4 I.T.A. No. 143/D/2010 & 568/2010 Assessment Year 2006-07

4. Aggrieved, the assessee approached the First Appellate Authority and, inter alia, objected to the assessment on the following issues -

i. Disallowance of deduction u/s 80IB (10). ii. AO holding that the area under commercial complex exceeded the prescribed 5% of the total area of the project or 2000 sq. ft. whichever is less.

iii. AO holding that the Municipal Corporation of Faridabad had granted approval to the entire project as a single project and not for its piece-meal portions.

iv. AO not calling for production of Audit Report in Form 10CCB from the assessee, even though the Returns of Income had been filed electronically and the audit report had been obtained before the due date.

v. AO rejecting the audited results of the company and re-

computing profits by applying 10% as market rate of profit without any basis.

vi. AO holding that the Revenue should be recognized on Percentage of Completion Method rather than Completed Contract Method alleged as being followed by the assessee. 5 I.T.A. No. 143/D/2010 & 568/2010 Assessment Year 2006-07 vii.

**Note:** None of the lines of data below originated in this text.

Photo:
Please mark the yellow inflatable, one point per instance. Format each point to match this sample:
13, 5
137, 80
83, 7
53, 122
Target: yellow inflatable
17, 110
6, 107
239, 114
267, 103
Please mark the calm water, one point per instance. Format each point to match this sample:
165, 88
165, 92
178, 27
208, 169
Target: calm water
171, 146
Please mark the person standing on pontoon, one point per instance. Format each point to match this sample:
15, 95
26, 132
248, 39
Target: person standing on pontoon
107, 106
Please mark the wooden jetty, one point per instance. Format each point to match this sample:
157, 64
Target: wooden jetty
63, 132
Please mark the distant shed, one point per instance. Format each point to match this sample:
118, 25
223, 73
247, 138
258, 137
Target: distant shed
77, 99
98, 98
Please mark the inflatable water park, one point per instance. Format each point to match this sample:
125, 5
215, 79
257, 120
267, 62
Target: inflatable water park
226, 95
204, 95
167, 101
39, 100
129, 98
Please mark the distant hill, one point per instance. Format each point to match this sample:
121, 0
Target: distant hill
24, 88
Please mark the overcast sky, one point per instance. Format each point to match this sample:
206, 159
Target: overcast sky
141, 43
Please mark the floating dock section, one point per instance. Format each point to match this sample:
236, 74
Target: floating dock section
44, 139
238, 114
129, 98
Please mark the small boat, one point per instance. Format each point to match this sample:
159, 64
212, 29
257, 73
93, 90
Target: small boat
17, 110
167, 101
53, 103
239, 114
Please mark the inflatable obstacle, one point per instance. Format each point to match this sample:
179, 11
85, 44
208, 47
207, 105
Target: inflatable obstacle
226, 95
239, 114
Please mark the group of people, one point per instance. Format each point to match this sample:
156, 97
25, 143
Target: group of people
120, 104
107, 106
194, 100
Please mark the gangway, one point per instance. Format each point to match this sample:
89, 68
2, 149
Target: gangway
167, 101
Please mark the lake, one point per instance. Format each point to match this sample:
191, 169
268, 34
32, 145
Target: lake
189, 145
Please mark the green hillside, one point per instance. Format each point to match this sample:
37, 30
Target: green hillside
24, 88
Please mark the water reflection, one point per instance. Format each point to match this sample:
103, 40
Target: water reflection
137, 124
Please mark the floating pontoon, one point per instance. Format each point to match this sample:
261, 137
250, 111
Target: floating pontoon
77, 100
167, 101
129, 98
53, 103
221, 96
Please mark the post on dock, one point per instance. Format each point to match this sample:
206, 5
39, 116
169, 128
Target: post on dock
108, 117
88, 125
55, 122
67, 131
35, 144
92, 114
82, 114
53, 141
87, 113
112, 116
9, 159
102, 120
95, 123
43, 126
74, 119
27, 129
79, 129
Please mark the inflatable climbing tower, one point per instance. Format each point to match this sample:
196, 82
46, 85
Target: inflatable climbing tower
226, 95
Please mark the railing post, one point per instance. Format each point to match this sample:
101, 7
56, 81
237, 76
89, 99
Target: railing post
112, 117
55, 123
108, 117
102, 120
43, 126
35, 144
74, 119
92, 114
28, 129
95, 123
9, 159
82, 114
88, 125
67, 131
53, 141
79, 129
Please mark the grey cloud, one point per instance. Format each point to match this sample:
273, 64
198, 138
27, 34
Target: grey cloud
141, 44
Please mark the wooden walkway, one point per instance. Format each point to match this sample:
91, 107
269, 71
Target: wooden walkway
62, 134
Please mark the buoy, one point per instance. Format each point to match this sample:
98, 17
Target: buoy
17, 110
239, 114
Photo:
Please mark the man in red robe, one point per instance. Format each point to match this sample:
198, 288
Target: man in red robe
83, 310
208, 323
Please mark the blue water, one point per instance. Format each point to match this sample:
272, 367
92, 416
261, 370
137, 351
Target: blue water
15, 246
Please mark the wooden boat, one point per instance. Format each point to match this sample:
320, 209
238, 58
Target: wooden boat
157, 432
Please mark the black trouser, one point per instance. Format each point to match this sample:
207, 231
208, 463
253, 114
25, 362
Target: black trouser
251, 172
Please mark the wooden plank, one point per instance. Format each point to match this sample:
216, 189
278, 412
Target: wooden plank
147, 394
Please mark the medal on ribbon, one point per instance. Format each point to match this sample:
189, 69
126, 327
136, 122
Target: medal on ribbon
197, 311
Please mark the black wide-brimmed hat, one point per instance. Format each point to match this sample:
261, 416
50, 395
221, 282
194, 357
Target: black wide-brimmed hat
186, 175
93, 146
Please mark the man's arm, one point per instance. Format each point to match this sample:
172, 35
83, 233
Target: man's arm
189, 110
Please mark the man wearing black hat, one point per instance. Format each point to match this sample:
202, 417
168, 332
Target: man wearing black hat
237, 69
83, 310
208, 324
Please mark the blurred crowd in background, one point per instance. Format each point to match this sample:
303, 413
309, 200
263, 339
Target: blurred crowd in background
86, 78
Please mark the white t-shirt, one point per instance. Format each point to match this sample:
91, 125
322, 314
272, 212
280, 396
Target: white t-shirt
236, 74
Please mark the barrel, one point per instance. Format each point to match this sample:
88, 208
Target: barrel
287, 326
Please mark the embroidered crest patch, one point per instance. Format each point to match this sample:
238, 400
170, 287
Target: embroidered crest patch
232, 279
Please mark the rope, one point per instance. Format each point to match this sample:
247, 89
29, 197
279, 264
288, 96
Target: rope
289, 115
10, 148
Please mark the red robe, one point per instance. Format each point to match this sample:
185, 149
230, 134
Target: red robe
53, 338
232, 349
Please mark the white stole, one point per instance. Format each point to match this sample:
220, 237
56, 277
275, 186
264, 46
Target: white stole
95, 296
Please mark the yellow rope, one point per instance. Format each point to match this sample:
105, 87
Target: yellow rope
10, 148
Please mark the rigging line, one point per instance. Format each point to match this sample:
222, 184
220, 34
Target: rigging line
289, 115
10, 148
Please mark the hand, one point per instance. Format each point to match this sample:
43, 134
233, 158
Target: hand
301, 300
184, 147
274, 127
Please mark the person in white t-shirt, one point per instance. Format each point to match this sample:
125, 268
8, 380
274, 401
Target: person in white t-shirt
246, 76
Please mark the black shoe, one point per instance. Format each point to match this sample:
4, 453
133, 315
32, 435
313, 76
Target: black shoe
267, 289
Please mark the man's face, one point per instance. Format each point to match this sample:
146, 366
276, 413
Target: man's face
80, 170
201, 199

AO calculating the profits based on expenditure and thereby erroneously assessing the income of the assessee not only for assessment year 2006-07 but also for years up to assessment year 2005-06 twice.

viii. AO erring in assessing 10% of the expenditure incurred on Group Housing Project at Faridabad started in assessment year 2006-07 itself as income even when only 9.26% of the work was done up to the end of the financial year. ix. AO erring in assessing 10% of the expenditure on the Bhiwadi Project started in assessment year 2006-07 itself where only land had been acquired as income.

5. The Ld. CIT (A) while partly allowing the assessee's appeal, adjudicated the issues as under:-

a) The assessee's contention for project at sector 30-33, Faridabad that the same was not one composite project but numerous separate projects was not accepted.
b) The finding of the Assessing Officer that the area under commercial category exceeded the permissible limits was confirmed.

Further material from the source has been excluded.